• by Ray Schultz , Columnist, February 28, 2024

Email security may not always be top of mind for marketing teams struggling to drive revenue. But it can affect them — and the entire organization.

And the problem is not going away, judging by Email Security Risk Report 2024, a study fromEgress. 

Of the companies polled, 94% were victimized by phishing attacks within their Microsoft 365 environments in the last 12 months. That’s up from 92% in the previous year.

The damage from such attacks like those are as follows:  

Financial loss from customer churn — 47% 

Reputational damage — 42% 

Financial loss from regulatory penalties — 34%

Lengthy remediation — 22%

Legal repercussions, including litigation — 14%

The top three attack types were:

• Malicious URLS 
• Attacks sent from compromised trusted third-party accounts
• Malware or ransomware 

The reason for the breaches? 

• Reckless behavior to "get the job done"
• Human error  
• Malicious exfiltration 

And while 76% enforce internal information barriers, 51% have had them breached. Meanwhile, 51% have fallen victim to phishing attacks sent from compromised supply chain accounts. 
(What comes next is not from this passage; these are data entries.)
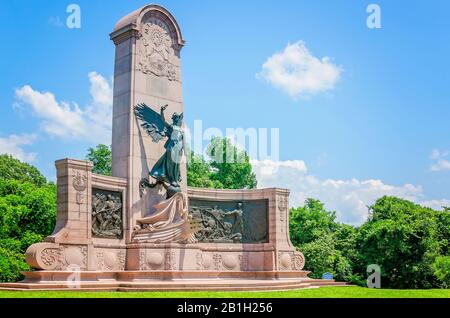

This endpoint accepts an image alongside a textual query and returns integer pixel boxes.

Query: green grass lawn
[0,286,450,298]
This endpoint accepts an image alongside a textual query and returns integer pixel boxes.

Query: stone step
[0,279,348,291]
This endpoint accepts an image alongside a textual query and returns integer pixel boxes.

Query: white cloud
[429,149,450,172]
[16,72,112,144]
[257,41,342,99]
[253,160,423,225]
[420,199,450,210]
[0,134,37,162]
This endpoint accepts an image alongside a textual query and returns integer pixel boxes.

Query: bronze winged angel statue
[134,104,184,198]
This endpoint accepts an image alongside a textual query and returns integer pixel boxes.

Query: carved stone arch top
[111,5,184,82]
[111,4,185,48]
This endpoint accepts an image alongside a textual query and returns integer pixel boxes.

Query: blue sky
[0,0,450,224]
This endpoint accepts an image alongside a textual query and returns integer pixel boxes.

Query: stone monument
[0,5,344,291]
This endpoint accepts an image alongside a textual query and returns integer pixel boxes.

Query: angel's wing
[134,104,171,142]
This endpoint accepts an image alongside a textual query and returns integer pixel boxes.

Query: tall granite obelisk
[110,5,187,242]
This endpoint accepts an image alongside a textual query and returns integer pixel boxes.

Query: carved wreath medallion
[137,18,179,81]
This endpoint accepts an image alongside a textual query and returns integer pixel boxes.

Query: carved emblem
[117,251,125,271]
[278,196,288,222]
[293,252,305,270]
[213,253,222,271]
[92,189,123,239]
[41,247,64,270]
[190,202,245,243]
[164,251,176,270]
[137,18,179,81]
[139,251,148,271]
[72,171,87,205]
[195,252,203,271]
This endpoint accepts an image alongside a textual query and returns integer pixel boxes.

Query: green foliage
[187,137,256,189]
[0,155,47,186]
[290,197,450,289]
[0,247,30,282]
[289,199,339,245]
[0,156,56,282]
[86,144,112,176]
[289,199,356,281]
[0,180,56,239]
[357,197,441,288]
[433,256,450,288]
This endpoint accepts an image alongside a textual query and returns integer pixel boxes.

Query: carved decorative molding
[277,196,288,222]
[72,171,87,205]
[92,189,123,239]
[41,247,67,270]
[137,17,180,81]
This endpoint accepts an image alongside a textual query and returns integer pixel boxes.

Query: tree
[0,154,47,186]
[289,199,356,281]
[0,156,56,282]
[433,256,450,288]
[86,144,112,176]
[86,138,256,189]
[357,196,442,288]
[206,137,257,189]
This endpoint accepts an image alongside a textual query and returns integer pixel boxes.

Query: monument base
[0,271,347,292]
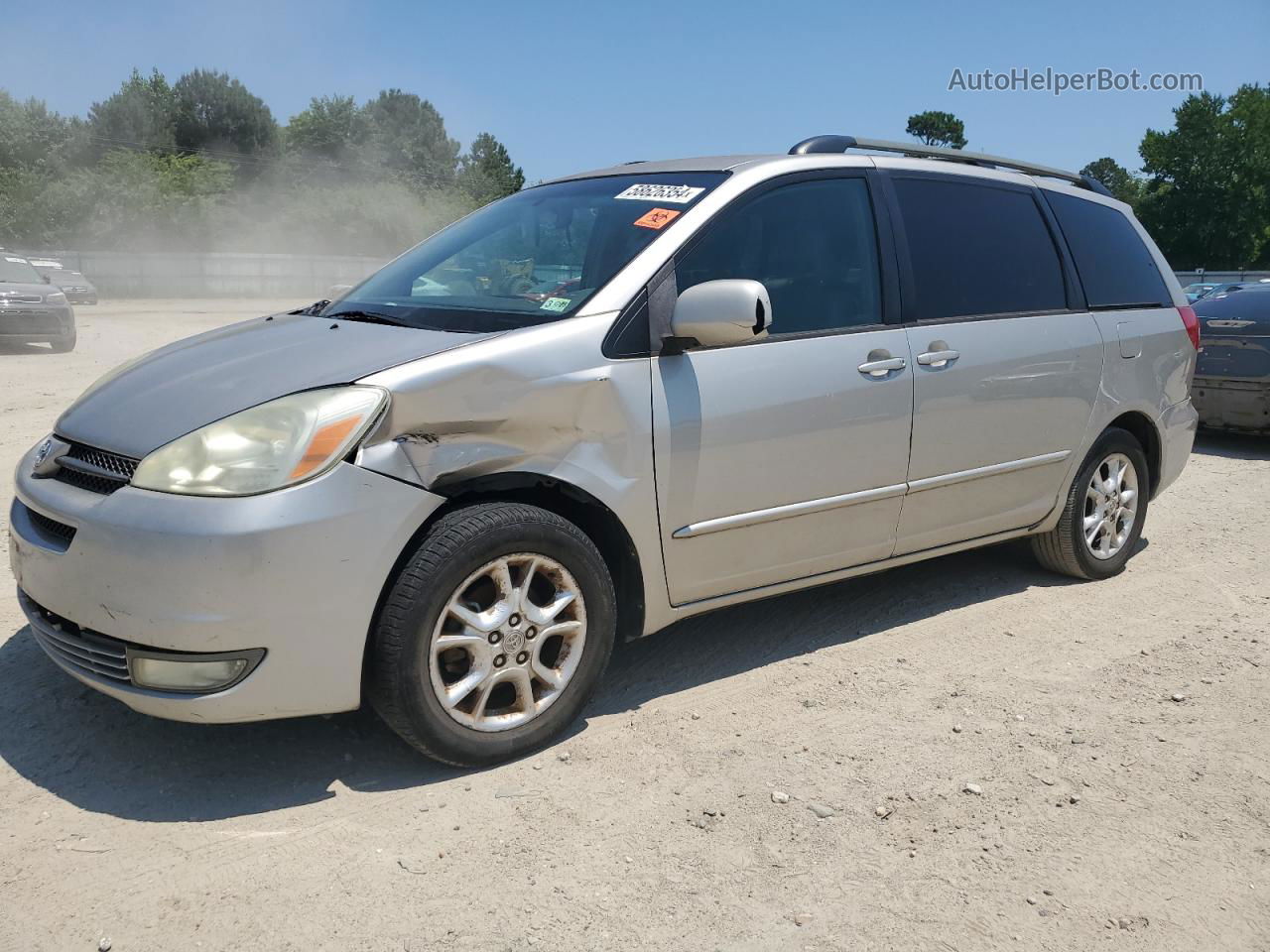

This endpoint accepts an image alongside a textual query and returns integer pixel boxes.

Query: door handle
[917,350,961,369]
[858,354,907,378]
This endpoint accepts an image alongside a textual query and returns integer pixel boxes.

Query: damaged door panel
[359,313,668,630]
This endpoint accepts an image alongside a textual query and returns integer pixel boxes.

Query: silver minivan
[10,136,1197,765]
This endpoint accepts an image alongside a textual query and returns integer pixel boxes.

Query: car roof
[540,151,1123,207]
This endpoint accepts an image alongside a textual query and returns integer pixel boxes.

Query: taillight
[1178,307,1199,350]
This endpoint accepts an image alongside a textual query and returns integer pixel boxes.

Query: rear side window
[894,178,1067,320]
[1045,191,1174,308]
[675,178,881,336]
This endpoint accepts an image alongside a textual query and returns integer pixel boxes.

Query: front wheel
[371,503,616,767]
[1031,427,1151,579]
[49,327,76,354]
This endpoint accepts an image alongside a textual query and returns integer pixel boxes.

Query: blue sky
[0,0,1270,181]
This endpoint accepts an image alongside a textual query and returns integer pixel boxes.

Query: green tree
[0,90,83,174]
[458,132,525,205]
[904,109,966,149]
[75,149,234,251]
[1080,156,1142,205]
[364,89,458,187]
[286,96,369,162]
[172,69,278,155]
[87,69,177,154]
[1138,85,1270,269]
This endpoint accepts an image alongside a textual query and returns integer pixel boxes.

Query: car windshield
[322,173,726,332]
[0,255,45,285]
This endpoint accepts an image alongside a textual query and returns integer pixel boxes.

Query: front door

Among cybersecurity leaders, 95% are stressed about email security, with these issues keeping them awake at night: 

• Deepfakes — 63%
• AI chatbots — 61%

Of the victims, 58% suffered an account takeover. 

Moreover, they have concerns about their traditional technology: 

• Secure email gateway — 91%
• Microsoft — 88% 
• Static data-loss prevention rules — 90%

Among the respondents, 91% are concerned about the effectiveness of their training.  

Egress surveyed 500 cybersecurity leaders, including CISOs and CIOs from the U.S., the U.K. and Australia, all of whom used Microsoft 365.